Tirando a vaca do pasto, o pecuarista poderia fazer uma fortuna nunca imaginada. Entretanto, até agora não há como medir a redução de emissões em lavouras ou pastagens, para converter em dinheiro vivo (ou virtual). Nem mesmo em reservas florestais de propriedades rurais já delimitadas e catalogadas nos termos do Código Florestal. Esta é uma dificuldade que os burocratas terão de superar rapidamente, para que esse mercado não fique parado à espera de regulamentos.
Emissões de pessoas físicas
Os valores e medidas dos créditos de carbono deverão ser algo controlado pelo estado, que terá as condições de medir, por exemplo, áreas de mata virgem, e cobrar de empresas pelos seus selos.
Por fim, há o emissor pessoa física: conforme seus equipamentos caseiros, como geladeiras, televisores e outros, ou o uso de automóvel, ou o que seja que solte fumaça, você será taxado, como num imposto de renda pessoa física. Neste caso, se sua casa tem energia solar, você poderá ter um abatimento. Este é o sonho dos ambiental-financistas. Haverá papel para todo o mundo comprar e vender, pois se você quiser dar um carro para seu filho, pode comprar o selinho do vizinho que anda de metrô.
Então, é muito difícil que, nos quadros atuais, se chegue a um consenso mundial para implantar o sistema. O que não impede que, aos poucos, se vá aplicando e, principalmente, que se encontre jeito de ganhar algum dinheiro com os tais selos de emissões. Seria isto que estaria entrando na pauta dos congressistas brasileiros, pois há projetos neste sentido tramitando na Câmara e no Senado?
Conflito de gerações
Por fim, a grande esperança dos mentores desse projeto: a juventude vai fazer que isto entre em vigor de um jeito ou doutro nos próximos 10 anos. Isto se baseia em pesquisas mundiais realizadas pelo sistema financeiro. Seria inexorável. Constataram que aquecimento global é um tema percebido crescente e diferentemente pelas várias gerações que interagem hoje no mundo, e que dividem o poder, devido a seus potenciais eleitorais, políticos e de comando da opinião pública. Dá para ganhar dinheiro com isto.

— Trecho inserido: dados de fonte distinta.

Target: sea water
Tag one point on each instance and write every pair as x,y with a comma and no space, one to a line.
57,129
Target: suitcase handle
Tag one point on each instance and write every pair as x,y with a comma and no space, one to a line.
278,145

A geração de quarta idade, acima dos 80 anos, não considera aquecimento global um problema. Nem mesmo acredita muito que seja uma realidade. Os babies boomers, nascidos a partir de 1942, entre 50 e 79 anos, consideram 23% de gravidade. A geração X, entre 40 e 50 anos, atribui 40% de gravidade ao caso. Os da geração Y, entre 30 e 40 anos, dão 60% de gravidade. Já a geração millenium, nascida no século 21, dá 93% de gravidade ao aquecimento global. É um número arrasador.

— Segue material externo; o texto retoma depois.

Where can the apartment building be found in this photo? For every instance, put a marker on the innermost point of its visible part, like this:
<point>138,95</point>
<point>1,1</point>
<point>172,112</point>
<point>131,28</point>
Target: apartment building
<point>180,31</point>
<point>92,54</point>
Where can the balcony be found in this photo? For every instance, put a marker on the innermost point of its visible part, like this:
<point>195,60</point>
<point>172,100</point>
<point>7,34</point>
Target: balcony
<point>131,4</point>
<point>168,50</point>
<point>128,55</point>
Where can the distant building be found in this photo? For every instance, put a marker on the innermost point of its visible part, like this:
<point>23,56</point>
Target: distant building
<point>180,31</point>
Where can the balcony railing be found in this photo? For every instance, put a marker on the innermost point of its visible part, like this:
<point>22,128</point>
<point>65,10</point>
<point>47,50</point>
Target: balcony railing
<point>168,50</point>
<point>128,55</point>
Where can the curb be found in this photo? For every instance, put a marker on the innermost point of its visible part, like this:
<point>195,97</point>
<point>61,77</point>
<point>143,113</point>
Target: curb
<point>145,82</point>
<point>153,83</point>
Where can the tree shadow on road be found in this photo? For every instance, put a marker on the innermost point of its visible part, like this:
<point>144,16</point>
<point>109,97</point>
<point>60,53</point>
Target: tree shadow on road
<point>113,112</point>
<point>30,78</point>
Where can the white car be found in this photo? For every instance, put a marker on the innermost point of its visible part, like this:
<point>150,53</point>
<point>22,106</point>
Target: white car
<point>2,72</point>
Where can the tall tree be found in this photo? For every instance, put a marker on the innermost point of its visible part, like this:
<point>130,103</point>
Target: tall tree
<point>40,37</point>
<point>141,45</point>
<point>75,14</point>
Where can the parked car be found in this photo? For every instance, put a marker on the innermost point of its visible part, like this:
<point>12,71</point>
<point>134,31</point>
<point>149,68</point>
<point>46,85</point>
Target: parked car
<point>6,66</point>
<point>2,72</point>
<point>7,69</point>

Esta geração vai entrar na sociedade raspando tudo. É neste mercado que os especuladores do crédito de carbono acreditam.
Outro detalhe. A geração millenium é despojada, não é sensível à sociedade de consumo, como as demais gerações do baby boom para cá. É bom lembrar que a geração de quarta idade, nascida antes da Segunda Guerra, também não era consumista. Este será um fator de mudança de comportamento que terá grande influência nas políticas ambientalistas do futuro (até o fim de século, o Brasil vai ter 50 milhões de habitantes a menos do que hoje, diz uma previsão recente).

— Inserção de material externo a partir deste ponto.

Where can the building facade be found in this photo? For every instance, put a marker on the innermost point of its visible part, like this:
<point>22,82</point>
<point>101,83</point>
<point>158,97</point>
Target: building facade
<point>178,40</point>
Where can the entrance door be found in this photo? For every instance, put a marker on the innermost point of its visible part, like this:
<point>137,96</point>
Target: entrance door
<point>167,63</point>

Este será o assunto dos debates amazônicos até a volta das chuvas no cerrado, em novembro, quando se extinguem as queimadas. Quanto aos desmatamentos, é preciso atentar para a proposta da ministra da Agricultura, Tereza Cristina, de reduzir a área plantada, compensando com a aplicação de tecnologia nas lavouras para aumentar a produção de alimentos.
Uma coisa parece irrecorrível: poderá o Brasil sentar em cima de suas reservas de áreas agricultáveis quando os sete bilhões de habitantes do globo quiserem comer todos os dias? Outra questão a pensar, que vai além das faladas barreiras das concorrências desleais de nossos competidores no mercado de commodities agrícolas.